45. For the foregoing reasons, I am not satisfied that the applicant has demonstrated that he has a sufficiently arguable case to support his claim for an injunction.  It remains to consider the balance of convenience.
46. In addition, while the applicant maintains that he has the ability to purchase the property, I am less than satisfied he is able to do so.  There is substance in the respondent’s submissions that, the applicant and his former lawyers have, for some time, made vague, unparticularised and incomplete assertions respecting his ability to finance a purchase.  Moreover, on the evidence of the respondent (supported by the parties’ long-term accountant), there is very real reason to conclude that neither party has the ability to purchase the property for $950,000.  The lodging of a loan application on 9 April 2020 does not advance the matter.

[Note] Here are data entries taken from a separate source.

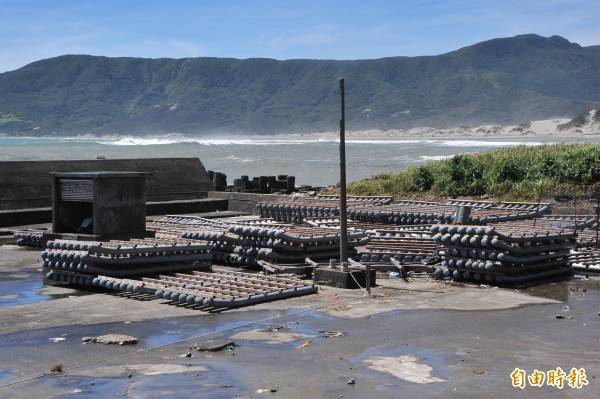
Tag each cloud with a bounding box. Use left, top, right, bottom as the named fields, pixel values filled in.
left=289, top=24, right=339, bottom=45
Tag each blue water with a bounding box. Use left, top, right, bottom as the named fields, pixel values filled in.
left=0, top=135, right=542, bottom=186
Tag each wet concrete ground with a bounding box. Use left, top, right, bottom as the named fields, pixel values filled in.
left=0, top=245, right=600, bottom=399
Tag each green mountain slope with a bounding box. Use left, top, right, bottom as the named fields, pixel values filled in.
left=0, top=35, right=600, bottom=134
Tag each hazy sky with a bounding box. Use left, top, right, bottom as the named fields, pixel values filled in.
left=0, top=0, right=600, bottom=72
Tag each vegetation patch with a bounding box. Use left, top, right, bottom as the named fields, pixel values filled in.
left=348, top=144, right=600, bottom=201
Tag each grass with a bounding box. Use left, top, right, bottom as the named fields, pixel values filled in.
left=348, top=144, right=600, bottom=201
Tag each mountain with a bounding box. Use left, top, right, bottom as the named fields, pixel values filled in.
left=0, top=35, right=600, bottom=135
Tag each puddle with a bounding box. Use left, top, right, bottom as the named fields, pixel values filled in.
left=364, top=356, right=444, bottom=384
left=0, top=279, right=51, bottom=307
left=522, top=274, right=600, bottom=302
left=231, top=327, right=316, bottom=344
left=52, top=376, right=131, bottom=398
left=0, top=369, right=18, bottom=387
left=0, top=276, right=92, bottom=307
left=353, top=347, right=448, bottom=384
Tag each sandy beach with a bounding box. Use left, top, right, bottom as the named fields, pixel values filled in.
left=245, top=110, right=600, bottom=143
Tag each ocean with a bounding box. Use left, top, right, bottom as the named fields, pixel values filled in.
left=0, top=134, right=543, bottom=186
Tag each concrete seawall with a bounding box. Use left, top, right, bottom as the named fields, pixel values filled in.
left=0, top=158, right=228, bottom=227
left=0, top=158, right=212, bottom=210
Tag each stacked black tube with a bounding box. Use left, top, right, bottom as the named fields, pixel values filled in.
left=41, top=239, right=212, bottom=285
left=13, top=230, right=44, bottom=247
left=182, top=225, right=367, bottom=267
left=256, top=195, right=392, bottom=224
left=431, top=224, right=577, bottom=284
left=360, top=230, right=437, bottom=263
left=348, top=203, right=456, bottom=225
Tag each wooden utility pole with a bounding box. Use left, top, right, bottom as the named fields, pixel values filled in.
left=340, top=78, right=348, bottom=271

47. For those reasons, the application should be refused.  The respondent is entitled to substantially the relief sought.  I have made such orders as I consider are required to address the position at present.

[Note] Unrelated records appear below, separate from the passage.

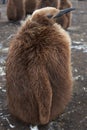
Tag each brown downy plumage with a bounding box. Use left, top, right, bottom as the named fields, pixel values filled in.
left=25, top=0, right=36, bottom=15
left=36, top=0, right=60, bottom=9
left=7, top=0, right=25, bottom=21
left=57, top=0, right=72, bottom=29
left=6, top=7, right=72, bottom=124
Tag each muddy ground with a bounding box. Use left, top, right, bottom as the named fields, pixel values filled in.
left=0, top=0, right=87, bottom=130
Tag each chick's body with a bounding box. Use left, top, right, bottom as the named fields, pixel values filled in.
left=6, top=7, right=72, bottom=124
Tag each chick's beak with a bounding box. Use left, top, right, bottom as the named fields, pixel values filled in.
left=53, top=8, right=75, bottom=18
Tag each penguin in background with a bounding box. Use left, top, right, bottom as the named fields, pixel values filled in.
left=7, top=0, right=25, bottom=22
left=6, top=7, right=73, bottom=125
left=56, top=0, right=72, bottom=29
left=25, top=0, right=39, bottom=15
left=36, top=0, right=60, bottom=9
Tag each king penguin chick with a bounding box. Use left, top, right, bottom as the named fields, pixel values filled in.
left=56, top=0, right=72, bottom=29
left=6, top=7, right=73, bottom=125
left=7, top=0, right=25, bottom=21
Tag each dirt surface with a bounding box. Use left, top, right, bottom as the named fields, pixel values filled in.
left=0, top=0, right=87, bottom=130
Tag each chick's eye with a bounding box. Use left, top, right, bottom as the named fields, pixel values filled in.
left=47, top=14, right=53, bottom=18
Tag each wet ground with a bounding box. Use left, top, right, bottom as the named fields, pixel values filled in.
left=0, top=0, right=87, bottom=130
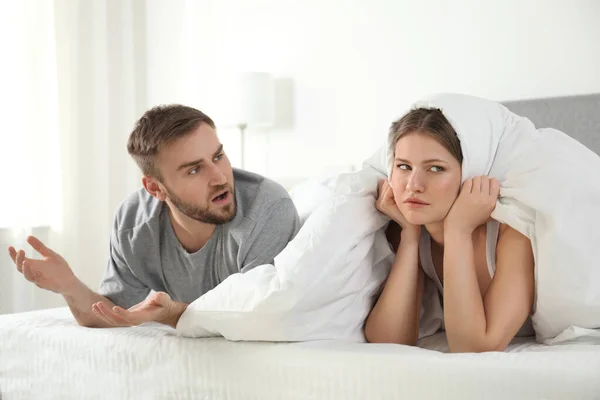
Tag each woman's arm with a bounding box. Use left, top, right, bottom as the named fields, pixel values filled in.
left=444, top=226, right=534, bottom=352
left=365, top=231, right=423, bottom=346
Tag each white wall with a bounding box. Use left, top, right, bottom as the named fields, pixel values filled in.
left=144, top=0, right=600, bottom=183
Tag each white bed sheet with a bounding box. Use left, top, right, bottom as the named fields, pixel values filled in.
left=0, top=308, right=600, bottom=400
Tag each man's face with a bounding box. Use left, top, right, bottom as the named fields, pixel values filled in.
left=156, top=123, right=237, bottom=225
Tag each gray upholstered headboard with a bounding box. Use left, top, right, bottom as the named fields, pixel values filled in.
left=503, top=94, right=600, bottom=154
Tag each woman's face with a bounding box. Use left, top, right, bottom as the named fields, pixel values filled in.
left=391, top=132, right=461, bottom=225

48. While the applicant supports the making of orders for mediation, from my review of the matter, it would be premature for mediation to occur.  More preparation is required for mediation to be of any particular use at this stage.  There is some evidence that the parties also have other litigation to address in relation to one or more of their corporate entities.  In addition, some forensic accounting, which the applicant seeks to undertake, may need to be undertaken.  At a point the parties will and should recognise that there may not be as much to dispute as they had first thought.  They would be well advised not to diminish their asset pool by pursuing avenues which are not of any particular use.
49. I note the respondent’s evidence that supports a conclusion she will have incurred costs exceeding $25,000 as a result of the matters described above.  There may be considerable force in the submission that the applicant should bear those costs or a part of them.  Given the urgent circumstances in which the application was made, it is necessary to reserve those costs until a more fulsome investigation of the facts has been undertaken. 
50. Should it be necessary for the respondent to seek further relief from the court in order to achieve completion of the sale without further objection or interference by the applicant, it may be entirely appropriate for orders to be made, including orders dealing with the question of costs.